B(3)* (interaction with vacuum) = – omega x A* = – (kappa / A(0)) A x A*

where omega is the spin connection vector. The magnetization of the vacuum by a circularly polarized electromagnetic field is the inverse Faraday effect M(3)* = B(3)* / mu0, where mu(0) is the vacuum permeability. So:

omega = kappa A / A(0)

where kappa is the wave vector of a circularly polarized electromagnetic field. Therefore omega is the vector potential of a plane wave within the scaling factor A(0).
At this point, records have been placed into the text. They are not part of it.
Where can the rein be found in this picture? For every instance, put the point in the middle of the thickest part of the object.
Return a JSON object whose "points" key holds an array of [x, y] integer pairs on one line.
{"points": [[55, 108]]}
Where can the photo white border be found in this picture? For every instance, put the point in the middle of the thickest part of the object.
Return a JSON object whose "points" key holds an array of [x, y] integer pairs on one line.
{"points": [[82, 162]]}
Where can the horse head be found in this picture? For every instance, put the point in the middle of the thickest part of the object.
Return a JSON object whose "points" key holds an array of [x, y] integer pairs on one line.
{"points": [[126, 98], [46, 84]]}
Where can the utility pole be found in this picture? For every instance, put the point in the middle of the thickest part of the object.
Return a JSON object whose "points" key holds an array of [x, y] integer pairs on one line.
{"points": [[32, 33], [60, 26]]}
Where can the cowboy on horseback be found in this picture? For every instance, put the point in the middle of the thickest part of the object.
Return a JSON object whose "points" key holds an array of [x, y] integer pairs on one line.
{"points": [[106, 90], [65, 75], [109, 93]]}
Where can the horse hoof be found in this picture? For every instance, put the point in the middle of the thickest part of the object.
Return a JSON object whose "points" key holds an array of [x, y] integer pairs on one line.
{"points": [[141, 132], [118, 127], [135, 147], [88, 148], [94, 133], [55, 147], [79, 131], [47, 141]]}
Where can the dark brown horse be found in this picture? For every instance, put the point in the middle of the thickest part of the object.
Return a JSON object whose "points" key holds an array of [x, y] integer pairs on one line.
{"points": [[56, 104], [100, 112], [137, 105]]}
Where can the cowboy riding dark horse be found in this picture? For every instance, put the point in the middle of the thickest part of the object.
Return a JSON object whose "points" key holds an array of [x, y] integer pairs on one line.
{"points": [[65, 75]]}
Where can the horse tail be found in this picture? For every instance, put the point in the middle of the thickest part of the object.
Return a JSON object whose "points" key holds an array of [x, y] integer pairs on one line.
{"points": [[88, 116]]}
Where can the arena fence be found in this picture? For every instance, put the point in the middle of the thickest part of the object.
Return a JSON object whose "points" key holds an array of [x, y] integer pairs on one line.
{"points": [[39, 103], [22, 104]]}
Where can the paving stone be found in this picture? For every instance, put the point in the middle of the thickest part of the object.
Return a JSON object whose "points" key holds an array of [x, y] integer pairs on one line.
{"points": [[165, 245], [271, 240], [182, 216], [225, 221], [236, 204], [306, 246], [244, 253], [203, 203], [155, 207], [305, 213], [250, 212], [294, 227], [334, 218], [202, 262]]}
For the readership, note carefully that the above equations conserve P, C, T, PC, PT, CT and PCT, where P is parity inversion symmetry, T is motion reversal symmetry, C is charge conjugation symmetry. Every equation of B(3) theory and O(3) electrodynamics conserves these symmetries, and now it is known that they must also conserve antisymmetry. It is not possible to obtain an E(3) field from the conjugate product because E(3) is a polar vector, and experimentally, polarization by the conjugate product of nonlinear optics is not observed, only magnetization. P symmetry is violated in electroweak theory, producing a tiny chirality and optical activity in atoms. However standard model electroweak theory has been completely refuted in UFT225, and completely refuted by conservation of antisymmetry, because the U(1) sector symmetry of the standard model is refuted by antisymmetry, therefore so is the U(1) x SU(2) sector of electroweak theory . To conserve antisymmetry one must go to the ECE2 level of physics.
All of this is well accepted by the vast ECE and ECE2 School of Thought.

To: EMyrone@aol.com
Sent: 23/09/2017 19:05:36 GMT Daylight Time
Subj: Re: Fundamental Symmetry Conservation in the B(3) Field Theory

The vacuum magnetization by B(3) is an interesting interpretation. I will work out the antisymmetry effects for two or three kinds of plane waves, starting from a given vector potential A and assumung phi=0. There will be matter and vacuum parts of the E and B fields, in so far the results differ from the original B(3) field theory which is for free space without curvature and torsion effects to my understanding. The 3-components of E and B seem to come out as the vacuum parts of E and B in the ECE2 caclulation with antisymmetry.
I will write up part 3 of paper 388 next week.

Horst

Am 23.09.2017 um 11:51 schrieb EMyrone:

To Horst: This is explained in Omnia Opera OO395, the Reply to Barron of 14th Dec.1992 published in Physica B Buckingham had blocked my reply in “Chemical Physics Letter” almost forty times before finally agreeing to reject Barron’s paper there. I am told by Richard Amoroso that the B(3) field was nominated for a Nobel Prize in about 1995. Bo Lehnert told Richard Amoroso, sometime Chair of the Vigier Symposia, that the B(3) field had been nominated several times for a Nobel Prize. I strongly recommend a reading of “The Enigmatic Photon” and the “Advances in Chemical Physics” articles of volume 119, the second edition of the award winning “Modern Nonlinear Optics”. As you know these are in the Omnia Opera. Buckingham and Barron invented a mythical “complete experiment symmetry” which was rejected by theoretical particle physicists like Prof. Justin Huang of the University of Missouri. The only relevant symmetries are explained in OO395. These symmetries are the usual ones in physics and are applied to equations. There is now a new law of physics, the conservation of antisymmetry. The B(3) field far from material matter can now be interpreted as the magnetization of the aether by a circularly polarized electromagnetic field, an inverse Faraday effect. As soon as the CP electromagnetic field interacts with matter (for example an electron), the inverse Faraday effect occurs.